Why authorities want to regulate finfluencers

As with traditional influencers, finfluencers also monetize through the promotion and sponsorship of specific products - in this case, related to the investment sector. It is not uncommon to come across creators who operate online in controversial ways (often ironically referred to as “fuffa gurus”), exploiting an audience that is frequently unable to judge the quality and reliability of the proposed financial content in order to obtain financial gain. However, this category of influencers also includes figures who genuinely help spread financial education - even in countries (such as Italy, for example) where the average level of literacy on these topics is rather limited.
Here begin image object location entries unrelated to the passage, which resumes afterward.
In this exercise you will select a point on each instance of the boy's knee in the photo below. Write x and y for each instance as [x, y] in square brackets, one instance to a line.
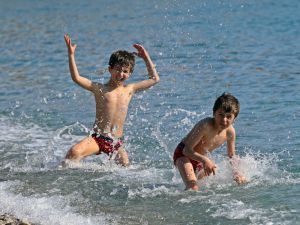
[192, 185]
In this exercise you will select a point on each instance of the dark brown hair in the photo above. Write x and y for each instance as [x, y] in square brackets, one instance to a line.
[122, 58]
[228, 103]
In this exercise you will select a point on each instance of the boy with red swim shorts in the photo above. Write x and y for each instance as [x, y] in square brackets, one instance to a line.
[190, 156]
[112, 101]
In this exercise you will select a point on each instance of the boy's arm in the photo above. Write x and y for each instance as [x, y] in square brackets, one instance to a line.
[192, 139]
[153, 75]
[237, 176]
[82, 81]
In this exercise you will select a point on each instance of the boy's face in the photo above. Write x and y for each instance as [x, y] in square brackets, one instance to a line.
[120, 73]
[222, 119]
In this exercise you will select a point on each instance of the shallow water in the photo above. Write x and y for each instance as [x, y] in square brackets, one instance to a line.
[201, 50]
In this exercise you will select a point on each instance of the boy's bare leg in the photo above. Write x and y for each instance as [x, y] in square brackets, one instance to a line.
[122, 157]
[85, 147]
[187, 173]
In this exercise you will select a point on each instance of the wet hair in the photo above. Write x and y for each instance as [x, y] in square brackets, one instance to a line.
[122, 58]
[228, 103]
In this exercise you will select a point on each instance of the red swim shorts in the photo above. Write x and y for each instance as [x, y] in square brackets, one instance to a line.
[107, 144]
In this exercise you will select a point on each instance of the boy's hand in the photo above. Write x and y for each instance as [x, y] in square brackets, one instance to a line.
[240, 179]
[71, 48]
[141, 51]
[209, 167]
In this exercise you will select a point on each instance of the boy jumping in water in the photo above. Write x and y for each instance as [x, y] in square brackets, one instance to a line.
[112, 100]
[190, 156]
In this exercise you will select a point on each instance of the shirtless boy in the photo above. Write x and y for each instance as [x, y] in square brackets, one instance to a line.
[112, 100]
[190, 156]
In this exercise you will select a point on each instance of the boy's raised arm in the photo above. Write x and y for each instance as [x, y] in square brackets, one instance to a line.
[153, 75]
[82, 81]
The aim of financial authorities seeking to regulate finfluencers is to frame and discipline their activity, clarifying how they must operate in compliance with the law. These are not legally binding obligations, but very strict guidelines designed to distinguish this activity from that of traditional financial advisors. The latter, moreover, can only practice after passing a qualifying exam and being registered with the relevant professional register, unlike finfluencers.

An end to misleading investment promises

Content about getting rich quickly, very common among finfluencers, is at the center of the new regulations. The problem is that finfluencers’ advertising pushes the audience to make impulsive and poorly informed decisions, leveraging promises of high returns. Fast and substantial profits are inevitably associated with equally high financial risks—something finfluencers often fail to point out. If content is deemed misleading, finfluencers can now be held accountable for damages suffered by investors.

Moreover, like traditional influencers, finfluencers are now also required to transparently disclose any compensation received for promoting financial products, using tags such as adv. They must also specify whether they have personally invested in the instruments they present, allowing the public to properly assess any conflicts of interest.